I had actually passed Dr. Wax about a block and a half ago. I should never have been up that far on Clark in the first place. And I was sure the lawmen would find that as creepy as I did. Like when your friend calls you up talking about he busted his hand in the door just seconds after you got some sharp pain in your own mitt. By this time there must have been thirty, forty people, maybe more, milling around the intersection and making a general mess of the afternoon traffic flow. I polished off the shake and tossed my cup to the Four Winds, headed back south to Dr. Wax to get that record but realized shit I had forgotten what record I was out to get in the first damn place. Hell, I kept on walking anyway just to get away from all that noise and stress.
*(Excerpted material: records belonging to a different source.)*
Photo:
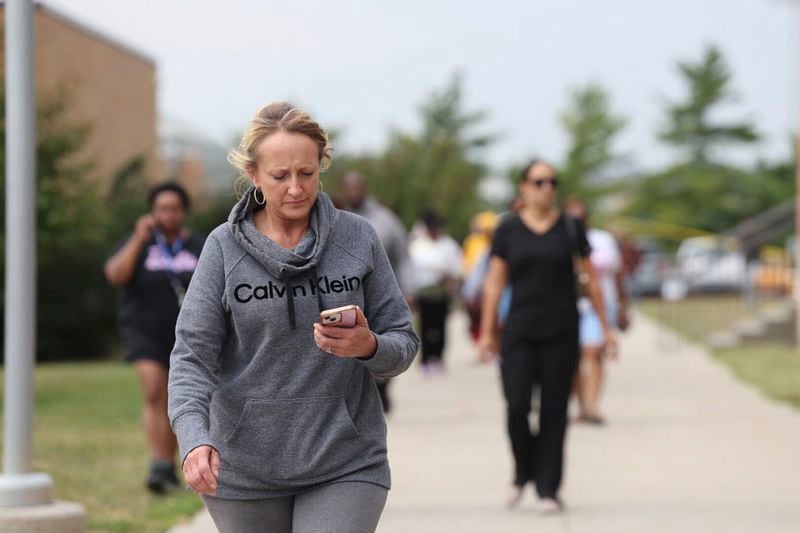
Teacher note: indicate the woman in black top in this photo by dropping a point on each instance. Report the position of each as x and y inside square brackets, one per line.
[153, 268]
[535, 252]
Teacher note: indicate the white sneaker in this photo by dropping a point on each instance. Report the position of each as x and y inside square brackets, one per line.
[548, 506]
[515, 496]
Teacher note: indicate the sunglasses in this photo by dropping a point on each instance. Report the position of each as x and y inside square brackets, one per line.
[540, 183]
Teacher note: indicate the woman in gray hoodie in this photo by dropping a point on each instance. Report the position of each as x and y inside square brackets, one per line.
[278, 419]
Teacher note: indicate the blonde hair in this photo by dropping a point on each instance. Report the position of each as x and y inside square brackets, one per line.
[272, 118]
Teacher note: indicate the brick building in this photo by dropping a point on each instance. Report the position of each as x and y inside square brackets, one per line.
[109, 86]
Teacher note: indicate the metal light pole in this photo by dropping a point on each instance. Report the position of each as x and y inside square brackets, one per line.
[18, 485]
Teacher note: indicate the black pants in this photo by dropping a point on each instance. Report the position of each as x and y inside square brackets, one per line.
[432, 317]
[551, 364]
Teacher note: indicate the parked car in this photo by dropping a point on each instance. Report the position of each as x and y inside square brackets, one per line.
[711, 264]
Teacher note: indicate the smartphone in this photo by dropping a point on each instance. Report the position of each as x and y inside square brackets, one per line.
[341, 317]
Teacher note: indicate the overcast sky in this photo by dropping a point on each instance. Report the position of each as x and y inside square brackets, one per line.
[364, 66]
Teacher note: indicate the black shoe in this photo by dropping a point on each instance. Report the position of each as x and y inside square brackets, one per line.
[162, 478]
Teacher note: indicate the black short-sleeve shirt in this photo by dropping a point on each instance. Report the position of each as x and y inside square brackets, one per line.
[542, 277]
[148, 308]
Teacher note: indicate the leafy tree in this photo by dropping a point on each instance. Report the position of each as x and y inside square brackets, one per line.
[690, 125]
[436, 167]
[592, 128]
[702, 192]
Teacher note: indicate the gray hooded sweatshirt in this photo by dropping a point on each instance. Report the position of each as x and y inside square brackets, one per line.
[246, 376]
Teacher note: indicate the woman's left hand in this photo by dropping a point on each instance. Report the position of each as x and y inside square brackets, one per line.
[357, 341]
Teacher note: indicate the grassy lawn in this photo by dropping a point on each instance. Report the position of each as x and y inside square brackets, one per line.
[87, 436]
[772, 368]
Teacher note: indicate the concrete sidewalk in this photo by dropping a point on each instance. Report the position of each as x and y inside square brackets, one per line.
[687, 448]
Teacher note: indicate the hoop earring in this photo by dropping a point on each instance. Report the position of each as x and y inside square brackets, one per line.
[255, 196]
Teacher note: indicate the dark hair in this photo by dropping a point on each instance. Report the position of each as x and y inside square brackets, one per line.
[533, 162]
[169, 187]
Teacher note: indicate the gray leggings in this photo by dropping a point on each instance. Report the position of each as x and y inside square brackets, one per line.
[345, 507]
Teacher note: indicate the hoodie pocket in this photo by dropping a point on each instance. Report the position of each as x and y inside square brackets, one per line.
[291, 441]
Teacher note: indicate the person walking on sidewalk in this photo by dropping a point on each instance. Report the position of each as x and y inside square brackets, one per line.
[436, 259]
[152, 268]
[607, 261]
[278, 419]
[536, 250]
[394, 239]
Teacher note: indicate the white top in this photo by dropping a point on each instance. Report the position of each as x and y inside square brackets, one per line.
[432, 260]
[607, 261]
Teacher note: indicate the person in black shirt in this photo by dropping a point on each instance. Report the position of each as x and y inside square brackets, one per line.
[152, 268]
[535, 251]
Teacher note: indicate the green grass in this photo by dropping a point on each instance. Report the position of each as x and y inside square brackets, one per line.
[772, 368]
[88, 437]
[698, 316]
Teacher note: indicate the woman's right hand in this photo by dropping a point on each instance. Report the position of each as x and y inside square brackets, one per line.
[488, 348]
[144, 228]
[201, 469]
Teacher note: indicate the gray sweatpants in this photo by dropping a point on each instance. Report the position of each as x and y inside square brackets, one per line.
[346, 507]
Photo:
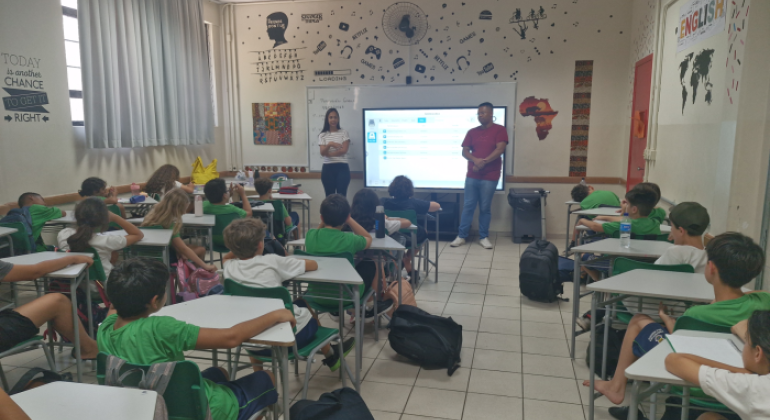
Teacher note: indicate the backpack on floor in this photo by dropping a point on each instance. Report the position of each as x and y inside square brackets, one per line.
[539, 272]
[614, 342]
[30, 380]
[340, 404]
[432, 341]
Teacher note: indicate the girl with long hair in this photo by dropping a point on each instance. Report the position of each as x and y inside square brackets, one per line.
[92, 219]
[168, 215]
[163, 180]
[334, 143]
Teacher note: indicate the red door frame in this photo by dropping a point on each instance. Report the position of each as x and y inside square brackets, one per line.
[632, 138]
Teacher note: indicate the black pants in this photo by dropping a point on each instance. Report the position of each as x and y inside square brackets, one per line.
[335, 177]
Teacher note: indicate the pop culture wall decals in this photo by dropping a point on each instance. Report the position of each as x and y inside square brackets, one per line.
[581, 118]
[272, 123]
[543, 113]
[404, 23]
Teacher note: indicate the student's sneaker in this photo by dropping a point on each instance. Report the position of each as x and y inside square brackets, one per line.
[584, 323]
[383, 306]
[333, 361]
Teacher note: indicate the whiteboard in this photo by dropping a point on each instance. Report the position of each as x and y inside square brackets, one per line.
[351, 100]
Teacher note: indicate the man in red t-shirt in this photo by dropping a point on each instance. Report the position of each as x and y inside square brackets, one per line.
[483, 147]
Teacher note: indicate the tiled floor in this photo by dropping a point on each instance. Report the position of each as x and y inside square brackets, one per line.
[515, 358]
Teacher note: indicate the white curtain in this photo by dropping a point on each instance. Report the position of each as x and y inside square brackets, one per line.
[145, 73]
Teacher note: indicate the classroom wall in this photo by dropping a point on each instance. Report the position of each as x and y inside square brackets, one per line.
[50, 157]
[543, 65]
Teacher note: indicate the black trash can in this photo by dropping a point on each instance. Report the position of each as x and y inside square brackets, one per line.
[528, 214]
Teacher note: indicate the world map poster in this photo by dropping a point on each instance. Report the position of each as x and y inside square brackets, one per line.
[272, 123]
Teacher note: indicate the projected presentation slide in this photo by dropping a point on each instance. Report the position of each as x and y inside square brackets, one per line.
[424, 144]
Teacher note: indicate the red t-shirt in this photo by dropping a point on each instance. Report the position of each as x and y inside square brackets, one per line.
[482, 142]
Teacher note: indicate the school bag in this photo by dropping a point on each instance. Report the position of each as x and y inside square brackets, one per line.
[30, 380]
[539, 272]
[340, 404]
[432, 341]
[22, 216]
[614, 342]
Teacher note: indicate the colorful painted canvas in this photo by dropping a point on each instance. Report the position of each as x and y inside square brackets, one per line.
[272, 123]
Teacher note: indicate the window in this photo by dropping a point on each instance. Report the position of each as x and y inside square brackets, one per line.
[72, 53]
[212, 70]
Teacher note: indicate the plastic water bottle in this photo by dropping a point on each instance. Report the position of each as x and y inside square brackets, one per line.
[625, 231]
[198, 206]
[379, 222]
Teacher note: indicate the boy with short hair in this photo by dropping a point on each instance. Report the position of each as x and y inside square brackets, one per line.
[137, 289]
[264, 187]
[40, 214]
[733, 261]
[218, 199]
[246, 264]
[330, 239]
[689, 221]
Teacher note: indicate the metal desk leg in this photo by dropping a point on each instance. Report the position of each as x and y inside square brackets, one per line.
[591, 357]
[284, 351]
[359, 328]
[211, 245]
[76, 332]
[575, 301]
[633, 411]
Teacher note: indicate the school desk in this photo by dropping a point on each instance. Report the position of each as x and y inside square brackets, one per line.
[651, 284]
[339, 271]
[652, 368]
[194, 224]
[303, 199]
[74, 401]
[221, 311]
[75, 274]
[610, 247]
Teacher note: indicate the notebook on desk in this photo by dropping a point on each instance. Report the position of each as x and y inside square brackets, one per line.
[721, 350]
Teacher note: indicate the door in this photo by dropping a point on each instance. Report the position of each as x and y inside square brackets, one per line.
[639, 117]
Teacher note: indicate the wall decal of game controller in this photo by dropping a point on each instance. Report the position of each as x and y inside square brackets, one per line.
[374, 50]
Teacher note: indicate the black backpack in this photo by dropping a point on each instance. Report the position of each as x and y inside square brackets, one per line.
[340, 404]
[432, 341]
[614, 342]
[539, 272]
Because, for the most part, I am a calm, relaxed individual.

Tuesday, November 04, 2003

The move is complete. I want to go cab tipping.

I’ve been a little bit more productive these past two days than meets the eye. After spending most of the weekend waking hours here at the office busting boxes open, limbs flailing in the corporate donnybrook, slicing my forearms fore and aft on every sharp edge imaginable, electrocuting myself several times (and then, too proud to admit it was a string of embarrassing mistakes, I shocked myself another five or six times throughout the balance of the day, just so people would think I was doing it on purpose all along), eating wet sandwiches, drinking dry wine, watching half of a movie, heading back to the office to move more, lifting with my legs, busting my knee upside the unbeveled edge of a temporary server cabinet, poking myself in the eye with a T-square, resigning myself to life within a cube, testing the depth of my own patience, finding the optimum work route, stealing handfuls of candy from the D Mag's kitchen, getting down proper with the baseline action and buckling under, overwhelmed ... after all that I drank a couple drinks at the homestead and turned in early.